Traditional Irish Folk Music Show Wishes Top O’ the Mornin’ to Yale

By Christopher Molanphy

Contributing Reporter

Students who tune in to WYBC on Sunday mornings expecting to hear the station’s usual mix of modern and classical music may be surprised to hear Sean Canning playing traditional Irish folk songs.

Canning has been the disc jockey of his own “Sounds of Ireland” program on Sunday mornings since 1975. The show was featured on various radio stations in and around New Haven until June, 1987, when he began broadcasting on WYBC.

He joined the Yale station after his former station cancelled his program due to a format change.

Asked why he chose to come to Yale, Canning said, “It was available… and they gave me the time I needed — time to blend in, as well as the Sunday morning slot I wanted.”

“Sounds of Ireland” is a 9 to 11 a.m. broadcast of strictly Irish music, sung mostly in English. “We play very few Gaelic songs,” Canning said. “We try to keep it universal, so everybody can enjoy it.”

Canning attributed his popularity to a faithful legion of listeners who tunes in every week for his unusual yet simple program. “For many people, it’s a tradition,” says Canning. “It’s their Sunday morning.”

Even though the station is owned by Yale students, Canning’s primary audience remains the sizable Irish-American population in New Haven and the surrounding suburbs.

Canning’s audience ranges in age, he said. “We have a lot of old people. We also have young people who have to listen because their parents do… and then [the young people] continue listening. They tell me, ‘We grew up listening to your program. It brings back memories.'”

The disc jockey’s listening base goes beyond the New Haven area. He has received feedback from listeners as far away as Trumbull, New London, and Middlefield.

John O’Donovan, a friend of Canning’s and frequent listener, said Canning’s publicity about Irish-American groups in New Haven draws Yale students to Irish-American cultural events.

“He tries to relate events to the Yale community,” he said. “Sometimes, students will come to our musical programs, which they wouldn’t know about without Sean’s program.”

As of this year, there is no organization for Irish-American students here at Yale.
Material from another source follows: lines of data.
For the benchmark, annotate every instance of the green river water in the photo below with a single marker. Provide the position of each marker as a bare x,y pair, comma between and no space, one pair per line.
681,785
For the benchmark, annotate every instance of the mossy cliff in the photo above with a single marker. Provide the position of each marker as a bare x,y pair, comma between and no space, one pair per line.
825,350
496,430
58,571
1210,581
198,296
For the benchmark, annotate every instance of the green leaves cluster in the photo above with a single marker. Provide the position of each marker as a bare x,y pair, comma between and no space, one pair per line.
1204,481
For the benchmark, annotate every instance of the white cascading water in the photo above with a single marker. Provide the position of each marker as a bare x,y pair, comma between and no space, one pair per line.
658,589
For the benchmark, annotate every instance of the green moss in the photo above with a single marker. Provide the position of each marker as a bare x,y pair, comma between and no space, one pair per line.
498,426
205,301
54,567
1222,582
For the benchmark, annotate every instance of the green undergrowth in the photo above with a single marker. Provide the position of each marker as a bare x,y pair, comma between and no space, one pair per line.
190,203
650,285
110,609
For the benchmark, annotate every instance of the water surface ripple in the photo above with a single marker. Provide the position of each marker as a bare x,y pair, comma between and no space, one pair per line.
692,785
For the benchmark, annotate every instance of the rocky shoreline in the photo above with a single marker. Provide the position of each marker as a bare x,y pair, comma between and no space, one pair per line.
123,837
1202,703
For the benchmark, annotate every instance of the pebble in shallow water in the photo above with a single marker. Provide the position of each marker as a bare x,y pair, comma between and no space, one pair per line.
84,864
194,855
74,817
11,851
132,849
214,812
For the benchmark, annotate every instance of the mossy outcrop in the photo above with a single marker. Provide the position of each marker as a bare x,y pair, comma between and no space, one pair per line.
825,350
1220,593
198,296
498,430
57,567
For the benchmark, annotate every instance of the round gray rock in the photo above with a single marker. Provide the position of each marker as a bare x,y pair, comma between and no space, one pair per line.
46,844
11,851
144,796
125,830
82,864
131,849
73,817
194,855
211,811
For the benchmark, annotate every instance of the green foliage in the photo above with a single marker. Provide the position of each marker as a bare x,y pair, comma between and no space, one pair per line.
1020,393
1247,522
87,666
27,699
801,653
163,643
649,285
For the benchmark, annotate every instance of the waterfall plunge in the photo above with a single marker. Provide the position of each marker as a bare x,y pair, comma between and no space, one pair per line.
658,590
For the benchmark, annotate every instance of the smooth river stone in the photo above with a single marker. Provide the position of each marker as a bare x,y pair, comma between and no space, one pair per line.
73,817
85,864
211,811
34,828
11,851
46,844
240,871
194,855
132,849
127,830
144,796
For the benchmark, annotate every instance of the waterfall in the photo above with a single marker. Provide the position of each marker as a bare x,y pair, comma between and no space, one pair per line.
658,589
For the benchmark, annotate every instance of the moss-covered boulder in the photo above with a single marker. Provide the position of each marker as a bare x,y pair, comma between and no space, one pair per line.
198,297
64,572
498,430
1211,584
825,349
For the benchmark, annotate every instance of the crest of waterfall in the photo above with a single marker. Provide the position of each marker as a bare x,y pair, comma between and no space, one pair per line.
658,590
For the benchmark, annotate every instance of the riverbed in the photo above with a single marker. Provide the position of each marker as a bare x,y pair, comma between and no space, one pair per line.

Clan na Gael, a group founded by Brendan Crowe ’89 two years ago, failed to meet the registration deadline this year and subsequently folded.

As pleased as he is with WYBC’s generosity, Canning also is proud of what he has given back to the station: a wider audience, and revenue in the form of increased advertising.

“I hope to stay there and continue to bring in money and some publicity,” he said. “YBC is a station with great potential, and I hope I can help it realize that potential.”

Canning is optimistic about the potential of his fellow Irish in any community. “They are all over the state,” he said, “and they blend in well in any community… They come into [a community] and they work like hell. They’re not afraid to take another step.”

Canning himself is personally involved in the community’s activities. He is the president of the local chapter of the Pioneers of the Sacred Heart, an organization founded in 18th-century Ireland to “atone for the sins of drunkenness,” he said. The group in New Haven is celebrating its 31st anniversary this year.